My "Spike" on my application

Hello!

I’m currently a junior in high school going into my senior year and I’ve had a lot of questions about college admissions and what it takes to get into college, particularly Columbia.

My “spike” I would say is this: I am a partt of the national academy future physicians and medical scientists and I am an intern at Stanford medical center. As for what exactly my spike is well I’ve been invited to watch surgeries and have stood in OR’s for countless hours simply observing and I am also going on a medical internship experience in Africa this summer. I am also an advocator for medicine at my school, i.e. I hosted a few CPR classes afterschool and I have been recognized by Stanford medical center as an outstanding intern. I also attended a national conference held by the academy of future physicians in D.C. but I didn’t speak or anything, simply attended

I believe my “spike” as admissions officers call it is my interest in medicine since a young age but I don’t know if it’s good enough for Columbia (and Stanford just throwing that in there) . Please help, any advice is welcome!!

I’m pretty sure that “National Academy” is a for-profit organization (read: scam)…
Interning at the medical center could be good, but did you do anything besides shadowing?
The medical internship could also be very good, but are your parent shelling out a ton of money for it?
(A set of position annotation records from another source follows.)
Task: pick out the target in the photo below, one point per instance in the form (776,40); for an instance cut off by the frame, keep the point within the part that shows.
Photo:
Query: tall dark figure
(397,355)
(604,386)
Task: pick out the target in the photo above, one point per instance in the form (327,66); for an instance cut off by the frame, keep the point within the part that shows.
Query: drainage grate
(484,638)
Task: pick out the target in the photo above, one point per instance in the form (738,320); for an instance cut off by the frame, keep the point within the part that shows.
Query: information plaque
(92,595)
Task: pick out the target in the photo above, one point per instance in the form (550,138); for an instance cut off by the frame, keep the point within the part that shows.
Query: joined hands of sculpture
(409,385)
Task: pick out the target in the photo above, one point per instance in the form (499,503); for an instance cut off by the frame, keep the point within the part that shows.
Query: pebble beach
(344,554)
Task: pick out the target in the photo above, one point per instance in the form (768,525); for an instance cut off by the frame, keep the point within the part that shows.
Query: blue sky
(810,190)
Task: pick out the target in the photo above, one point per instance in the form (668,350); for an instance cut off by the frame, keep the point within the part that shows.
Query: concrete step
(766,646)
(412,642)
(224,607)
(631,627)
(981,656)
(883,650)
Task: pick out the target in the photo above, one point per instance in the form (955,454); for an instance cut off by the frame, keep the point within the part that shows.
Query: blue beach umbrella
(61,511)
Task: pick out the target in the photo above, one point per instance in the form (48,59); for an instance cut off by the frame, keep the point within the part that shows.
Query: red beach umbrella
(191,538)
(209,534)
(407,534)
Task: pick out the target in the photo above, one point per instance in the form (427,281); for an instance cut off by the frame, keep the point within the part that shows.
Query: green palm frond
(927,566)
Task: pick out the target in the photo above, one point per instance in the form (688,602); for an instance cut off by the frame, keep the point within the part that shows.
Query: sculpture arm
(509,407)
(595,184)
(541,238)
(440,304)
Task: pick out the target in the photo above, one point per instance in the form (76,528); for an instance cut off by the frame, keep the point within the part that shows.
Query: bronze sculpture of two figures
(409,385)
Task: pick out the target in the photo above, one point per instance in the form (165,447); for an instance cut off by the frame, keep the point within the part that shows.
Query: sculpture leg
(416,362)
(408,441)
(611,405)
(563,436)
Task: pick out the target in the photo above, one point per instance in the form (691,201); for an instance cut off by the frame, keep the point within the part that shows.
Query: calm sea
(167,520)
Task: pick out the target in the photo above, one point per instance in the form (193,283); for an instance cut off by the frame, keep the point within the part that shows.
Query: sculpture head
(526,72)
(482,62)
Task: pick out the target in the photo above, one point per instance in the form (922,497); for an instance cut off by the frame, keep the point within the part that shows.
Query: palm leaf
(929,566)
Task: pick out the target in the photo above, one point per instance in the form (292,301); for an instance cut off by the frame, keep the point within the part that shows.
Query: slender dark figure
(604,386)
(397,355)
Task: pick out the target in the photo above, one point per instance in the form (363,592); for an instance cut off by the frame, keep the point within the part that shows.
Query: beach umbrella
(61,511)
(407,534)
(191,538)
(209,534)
Not sure I’d call any of that a “spike”, it’s always good to show interest in something though.

Don’t overvalue what you read on various blogs and books proporting to tell you the inside scoop about how to get into the top colleges-something I am assuming you are doing based on your use of a jargon (babble) term like “spike”.

Doing something PASSIVE like watching or merely attending but not contributing is not a meaningful activity and will not impress. There’s no difference between this and watching it on TV, since u had ZERO role/responsibility/contribution in the action.

Applicants who are interested in medicine are a dime a dozen.

I’ve commented on the Ds in your transcript already. That puts you out of contention at selective colleges such as Columbia despite your high ACT or SAT (I don’t remember which). The Future Physicians thing is not a boost to anyone’s application per se. It says either you raised money or had relatives pay for that information seminar. It’s for-profit – preying on kids/families hoping for some application “boost”.

You should focus on your GPA and less on top 20 colleges. That wastes your time and emotional energy. You need to be looking at schools that will realistically accept you and hopefully, help you to achieve med school one day. Wondering about Stanford and Columbia is a fool’s errand.

When you go to buy a house, you don’t tour all the multimillion dollar mansions first. Everything else later seems shabby. You’ve gone down the wrong path. You should be touring schools that specifically are realistic to gain acceptance. yeah Stanford is beautiful and Columbia is a great college. So what? Neither are realistic for you. Please focus on likely schools.

National academy future physicians and medical scientists is as meaningful as the NSHSS.

None of the things you noted will get you into a school you are not otherwise academically qualified for.

The LA Times wrote a good article about pay to play programs like this. See below:

http://www.latimes.com/business/la-fi-lazarus-20160129-column.html

In general, if you have to pay to receive an award/recognition, then it is meaningless. The National Academy of Future Physicians and Medical Scientists costs about $1000 to attend, and it is a for-profit entity.

In fact, I would argue that putting this down on your college application might actually hurt you.